Son pied s'abattit violemment sur la face de l'homme et celui-ci s'effondra. Célia roula au sol et voulut se relever, mais un violent coup de point vint la cueillir à l'estomac. Elle fut projetée contre la paroi de la galerie et son cri se bloqua dans sa gorge. Elle s'effondra au sol en suffoquant et s'éloigna de quelques mètres en rampant.

Mais qu'est-ce qui lui avait prit d'attaquer cet homme ! Avait-elle jamais eut une chance contre lui, si minime soit-elle ? Elle se releva malgré la douleur qui étourdissait ses sens et se mit à courir. Vu la violence et la rapidité du coup de poing de son attaquant, malgré la douleur qu'avait dû infliger le coup de pied qu'elle lui avait porté, son agresseur l'avait envoyé s'écraser contre le mur telle une poupée de chiffon, son dos en témoignait encore. Sa force semblait être considérable, et elle ne pourrait gagner un combat contre lui.

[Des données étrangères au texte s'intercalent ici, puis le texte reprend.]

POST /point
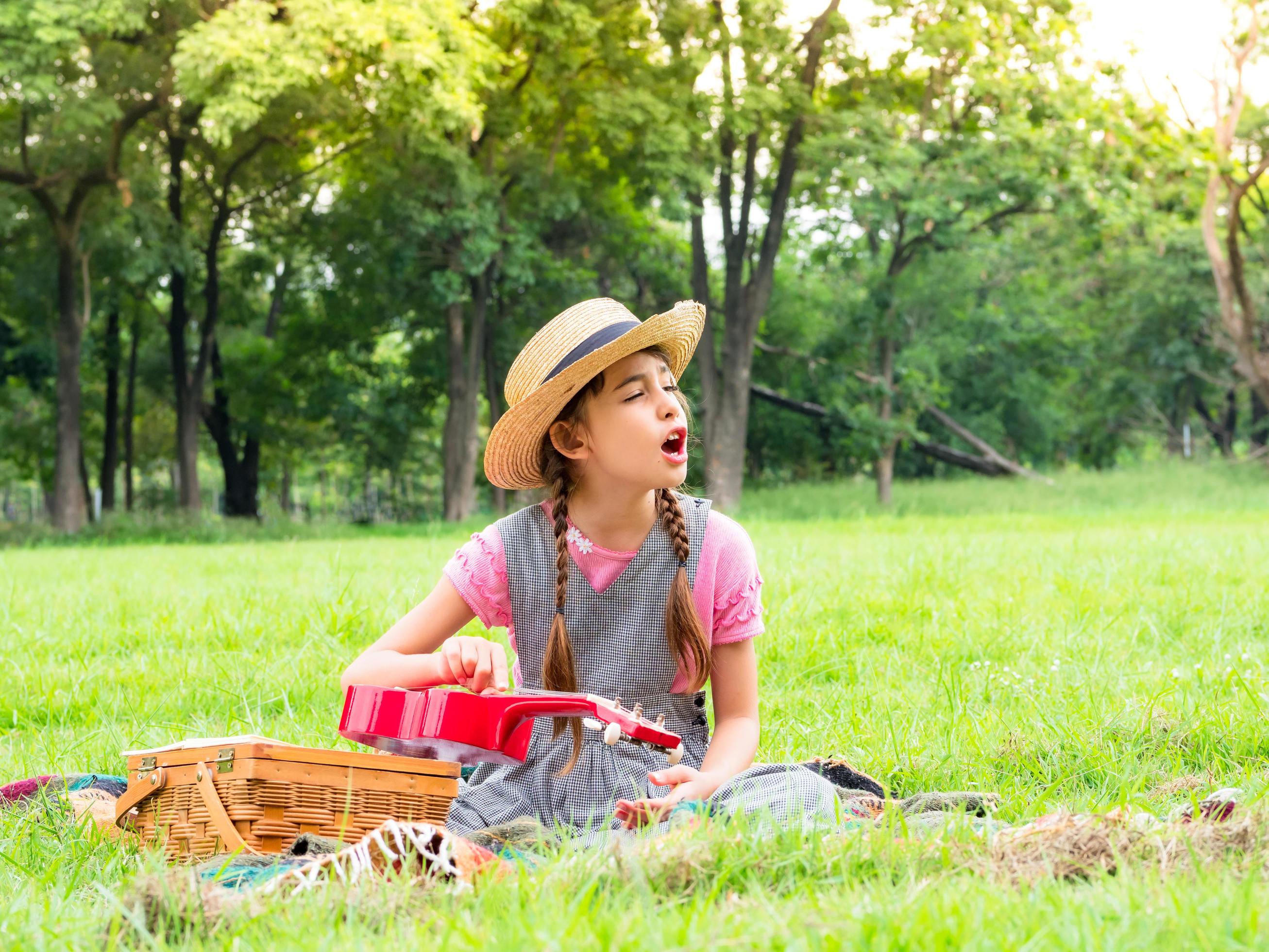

Même armée, elle n'aurait que peu de chances. Il avait une arbalète et il lui suffisait que d'un trait pour la tuer.

Elle redoubla l'allure lorsqu'un carreau frôla son oreille traçant un sillon de sang dans sa chair. Elle plaqua une main sur sa bouche pour retenir un gémissement et bifurqua dans un tunnel adjacent. Hélas, son assaillant avant anticipé son mouvement et un autre trait lui entailla la jambe, délogeant un morceau de chair.

Célia ne put retenir un hurlement et s'écroula au sol. Sa tête lui tournait. Elle rampa dans une flaque tandis que son souffle se fit désordonné et haletant. La douleur lui vrillait le crâne. Se cacher, elle devait absolument se cacher !

Elle se plaqua contre la roche et se força à ralentir sa respiration. Elle sentait le sang couler de sa plaie et se répandre sur le sol, embrasant au passage sa jambe de douleur. Elle s'enfonça dans un renfoncement, et écouta les bruits alentours, de nouveau silencieuse, des larmes de douleur ruisselant sur son visage.

Des bruits de pas lents et réguliers résonnaient dans la galerie. Son meurtrier ne se cachait plus, il savait que sa victime n'avait plus aucune chance de lui échapper.

Célia réprima un sanglot. Il n'y avait personne pour la sauver. Elle allait mourir, sans jamais avoir eu le temps de venger son père.

Les pas continuèrent un bref instant puis s'arrêtèrent, tout proche. Célia frissonna. Qu'attendait-il pour lui ôter la vie ?

Soudain, un chuintement métallique suivit du gargouillis caractéristique d'une dague perforant une jugulaire s'éleva dans l'air comme un cri d'agonie et de douleur profonde.